- Relator(a)
- Ministra Assusete Magalhães
- Órgão julgador
- Segunda Turma
- Data do julgamento
- 23/02/2016
- Data de publicação
- 09/03/2016
STJ – Acórdão, Rel. Ministra Assusete Magalhães, Segunda Turma, j. 23/02/2016, p. 09/03/2016
PROCESSUAL CIVIL. AGRAVO REGIMENTAL NO AGRAVO EM RECURSO ESPECIAL. SERVIDORES MUNICIPAIS. ADICIONAL DE INSALUBRIDADE. CARGO DE CIRURGIÃO DENTISTA. ALEGAÇÃO DE VIOLAÇÃO AO ART. 535 DO CPC. INEXISTÊNCIA DE VÍCIOS, NO ACÓRDÃO RECORRIDO. INCONFORMISMO. OFENSA AO ART. 4º DO DECRETO 20.910/32. SUSPENSÃO DO PRAZO PRESCRICIONAL. INEXISTÊNCIA DE REQUERIMENTO ADMINISTRATIVO PARA PAGAMENTO DE VALORES. REEXAME DE FATOS E PROVAS. INCIDÊNCIA DA SÚMULA 7/STJ. AGRAVO REGIMENTAL IMPROVIDO. I. Não há falar, na hipótese, em violação ao art. 535 do CPC, porquanto a prestação jurisdicional foi dada na medida da pretensão deduzida, de vez que os votos condutores do acórdão recorrido e dos Embargos Declaratórios apreciaram fundamentadamente, de modo coerente e completo, as questões necessárias à solução da controvérsia, dando-lhes, contudo, solução jurídica diversa da pretendida pela parte recorrente. II. Ademais, consoante a jurisprudência desta Corte, não cabem Declaratórios com objetivo de provocar prequestionamento, se ausentes omissão, contradição ou obscuridade no julgado (STJ, AgRg no REsp 1.235.316/RS, Rel.

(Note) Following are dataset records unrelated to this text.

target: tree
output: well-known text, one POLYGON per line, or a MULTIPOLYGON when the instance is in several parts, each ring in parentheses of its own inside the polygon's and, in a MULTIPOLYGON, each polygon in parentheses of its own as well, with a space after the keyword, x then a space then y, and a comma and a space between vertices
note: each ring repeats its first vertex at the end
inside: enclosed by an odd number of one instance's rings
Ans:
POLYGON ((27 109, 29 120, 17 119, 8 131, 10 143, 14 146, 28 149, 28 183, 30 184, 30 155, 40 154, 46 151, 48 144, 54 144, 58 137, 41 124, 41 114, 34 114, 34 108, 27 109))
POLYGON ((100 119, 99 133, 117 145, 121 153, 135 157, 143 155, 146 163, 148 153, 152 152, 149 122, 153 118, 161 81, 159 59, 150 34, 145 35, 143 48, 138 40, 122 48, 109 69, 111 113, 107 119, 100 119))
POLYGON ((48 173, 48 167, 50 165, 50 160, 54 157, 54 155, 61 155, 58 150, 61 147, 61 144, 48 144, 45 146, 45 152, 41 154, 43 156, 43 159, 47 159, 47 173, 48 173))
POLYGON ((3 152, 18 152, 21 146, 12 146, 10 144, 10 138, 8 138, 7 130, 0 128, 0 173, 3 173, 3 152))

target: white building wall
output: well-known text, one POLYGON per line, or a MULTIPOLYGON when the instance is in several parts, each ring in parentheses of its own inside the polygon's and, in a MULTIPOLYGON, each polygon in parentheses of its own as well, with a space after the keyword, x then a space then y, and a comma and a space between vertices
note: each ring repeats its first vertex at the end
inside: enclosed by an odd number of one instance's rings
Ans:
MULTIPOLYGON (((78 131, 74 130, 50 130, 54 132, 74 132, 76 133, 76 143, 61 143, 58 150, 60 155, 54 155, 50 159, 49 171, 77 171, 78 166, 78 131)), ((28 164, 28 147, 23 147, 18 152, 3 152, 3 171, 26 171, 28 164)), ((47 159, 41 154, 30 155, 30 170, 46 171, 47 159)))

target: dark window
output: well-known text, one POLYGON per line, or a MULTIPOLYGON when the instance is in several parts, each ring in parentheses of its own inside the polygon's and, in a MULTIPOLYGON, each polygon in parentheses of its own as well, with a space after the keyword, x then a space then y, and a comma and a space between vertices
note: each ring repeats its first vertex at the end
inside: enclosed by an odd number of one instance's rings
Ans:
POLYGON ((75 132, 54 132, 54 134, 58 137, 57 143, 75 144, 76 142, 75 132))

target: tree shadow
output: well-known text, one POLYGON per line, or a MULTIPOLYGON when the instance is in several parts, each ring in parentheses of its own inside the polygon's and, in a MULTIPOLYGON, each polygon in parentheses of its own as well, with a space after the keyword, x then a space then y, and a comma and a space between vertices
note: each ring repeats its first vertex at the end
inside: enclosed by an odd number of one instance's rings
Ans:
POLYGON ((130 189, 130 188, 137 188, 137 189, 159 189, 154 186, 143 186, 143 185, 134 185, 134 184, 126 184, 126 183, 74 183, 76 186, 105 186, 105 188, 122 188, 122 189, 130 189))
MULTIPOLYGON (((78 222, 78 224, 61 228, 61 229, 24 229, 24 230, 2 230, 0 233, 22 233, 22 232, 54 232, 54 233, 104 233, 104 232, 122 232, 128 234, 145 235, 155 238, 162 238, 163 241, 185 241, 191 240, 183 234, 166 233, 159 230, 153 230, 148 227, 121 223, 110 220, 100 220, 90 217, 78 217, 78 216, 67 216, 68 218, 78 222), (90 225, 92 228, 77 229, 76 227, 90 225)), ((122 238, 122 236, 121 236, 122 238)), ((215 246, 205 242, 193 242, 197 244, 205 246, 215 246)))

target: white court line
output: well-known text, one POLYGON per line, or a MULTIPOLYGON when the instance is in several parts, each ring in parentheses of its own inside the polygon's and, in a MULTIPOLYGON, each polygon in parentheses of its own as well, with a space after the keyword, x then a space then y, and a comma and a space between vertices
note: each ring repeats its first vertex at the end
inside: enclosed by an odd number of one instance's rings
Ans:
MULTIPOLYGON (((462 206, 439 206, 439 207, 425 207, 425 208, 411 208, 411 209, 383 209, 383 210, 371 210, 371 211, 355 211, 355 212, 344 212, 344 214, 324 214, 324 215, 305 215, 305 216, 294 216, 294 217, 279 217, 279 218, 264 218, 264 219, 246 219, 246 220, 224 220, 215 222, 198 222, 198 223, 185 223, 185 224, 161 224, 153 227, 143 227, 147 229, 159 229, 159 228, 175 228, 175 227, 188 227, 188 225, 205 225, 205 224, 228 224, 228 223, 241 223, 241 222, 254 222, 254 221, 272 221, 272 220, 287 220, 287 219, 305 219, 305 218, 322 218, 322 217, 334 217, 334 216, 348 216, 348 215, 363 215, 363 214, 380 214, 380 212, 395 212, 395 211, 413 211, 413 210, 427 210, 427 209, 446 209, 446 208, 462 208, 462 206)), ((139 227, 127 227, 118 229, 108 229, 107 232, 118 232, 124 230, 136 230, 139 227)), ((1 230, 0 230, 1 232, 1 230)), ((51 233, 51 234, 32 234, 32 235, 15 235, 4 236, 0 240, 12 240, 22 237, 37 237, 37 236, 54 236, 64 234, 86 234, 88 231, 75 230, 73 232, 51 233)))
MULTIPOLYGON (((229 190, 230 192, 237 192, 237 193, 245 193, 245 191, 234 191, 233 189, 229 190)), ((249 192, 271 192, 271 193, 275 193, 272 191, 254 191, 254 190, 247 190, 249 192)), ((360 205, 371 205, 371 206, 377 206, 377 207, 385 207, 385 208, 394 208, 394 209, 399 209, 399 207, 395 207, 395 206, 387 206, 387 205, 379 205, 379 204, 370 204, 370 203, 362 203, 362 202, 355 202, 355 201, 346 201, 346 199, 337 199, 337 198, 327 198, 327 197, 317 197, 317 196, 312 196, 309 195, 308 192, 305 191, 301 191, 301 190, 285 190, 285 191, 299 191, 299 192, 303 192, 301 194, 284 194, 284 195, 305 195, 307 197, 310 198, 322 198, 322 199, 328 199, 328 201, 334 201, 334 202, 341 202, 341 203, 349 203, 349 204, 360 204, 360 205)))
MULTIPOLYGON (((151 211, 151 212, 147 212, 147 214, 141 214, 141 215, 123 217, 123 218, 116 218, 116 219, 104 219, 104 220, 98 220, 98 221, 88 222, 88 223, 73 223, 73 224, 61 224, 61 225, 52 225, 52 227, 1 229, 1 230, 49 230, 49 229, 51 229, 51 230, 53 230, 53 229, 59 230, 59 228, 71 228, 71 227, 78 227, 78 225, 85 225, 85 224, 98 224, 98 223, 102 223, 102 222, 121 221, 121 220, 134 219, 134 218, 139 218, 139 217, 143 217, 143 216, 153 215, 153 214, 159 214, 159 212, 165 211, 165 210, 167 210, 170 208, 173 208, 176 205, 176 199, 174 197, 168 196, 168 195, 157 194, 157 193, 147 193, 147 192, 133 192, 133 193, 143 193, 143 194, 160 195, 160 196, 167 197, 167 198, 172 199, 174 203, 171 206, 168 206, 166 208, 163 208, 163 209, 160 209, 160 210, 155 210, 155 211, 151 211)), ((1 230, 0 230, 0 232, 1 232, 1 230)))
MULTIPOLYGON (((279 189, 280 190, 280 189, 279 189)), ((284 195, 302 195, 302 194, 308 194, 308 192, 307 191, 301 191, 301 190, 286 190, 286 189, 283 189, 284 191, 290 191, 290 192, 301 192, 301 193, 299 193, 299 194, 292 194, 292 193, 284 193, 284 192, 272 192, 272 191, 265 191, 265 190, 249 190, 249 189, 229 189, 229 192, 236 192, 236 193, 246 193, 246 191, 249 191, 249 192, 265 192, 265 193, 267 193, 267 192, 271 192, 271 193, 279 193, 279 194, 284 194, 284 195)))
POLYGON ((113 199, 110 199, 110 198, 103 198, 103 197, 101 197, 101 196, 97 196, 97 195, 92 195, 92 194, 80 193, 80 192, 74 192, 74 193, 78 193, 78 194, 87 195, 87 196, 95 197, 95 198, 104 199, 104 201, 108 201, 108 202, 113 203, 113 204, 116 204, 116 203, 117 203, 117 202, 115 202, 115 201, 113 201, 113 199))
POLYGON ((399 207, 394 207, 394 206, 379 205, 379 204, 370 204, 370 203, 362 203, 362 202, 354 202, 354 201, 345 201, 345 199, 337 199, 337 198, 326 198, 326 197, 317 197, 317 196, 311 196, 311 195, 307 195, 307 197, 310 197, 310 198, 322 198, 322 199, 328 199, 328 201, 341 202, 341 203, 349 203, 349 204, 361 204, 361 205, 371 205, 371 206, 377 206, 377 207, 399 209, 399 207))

Ministro HAMILTON CARVALHIDO, PRIMEIRA TURMA, DJe de 12/05/2011), bem como não se presta a via declaratória para obrigar o Tribunal a reapreciar provas, sob o ponto de vista da parte recorrente (STJ, AgRg no Ag 117.463/RJ, Rel. Ministro WALDEMAR ZVEITER, TERCEIRA TURMA, DJU de 27/10/1997). III. A fundamentação das decisões do Poder Judiciário, tal como resulta da letra do inciso IX do art. 93 da Constituição da República e do art. 458 do CPC, é condição absoluta de sua validade e, portanto, pressuposto de sua eficácia, consubstanciando-se na definição suficiente dos fatos e do direito que a sustentam, de modo a certificar a realização da hipótese de incidência da norma e os efeitos dela resultantes. IV. O Tribunal de origem, soberano na análise fática da causa, concluiu que não havia que se falar em suspensão do prazo prescricional, nos termos do art. 4º do Decreto 20.910/32, à míngua de requerimento administrativo de pagamento do adicional de insalubridade. Rever essa afirmação implica adentrar em matéria fática, vedado, pela Súmula 7 do STJ. V. Agravo Regimental improvido. (AgRg no AREsp n. 549.974/PR, relatora Ministra Assusete Magalhães, Segunda Turma, julgado em 23/2/2016, DJe de 9/3/2016.)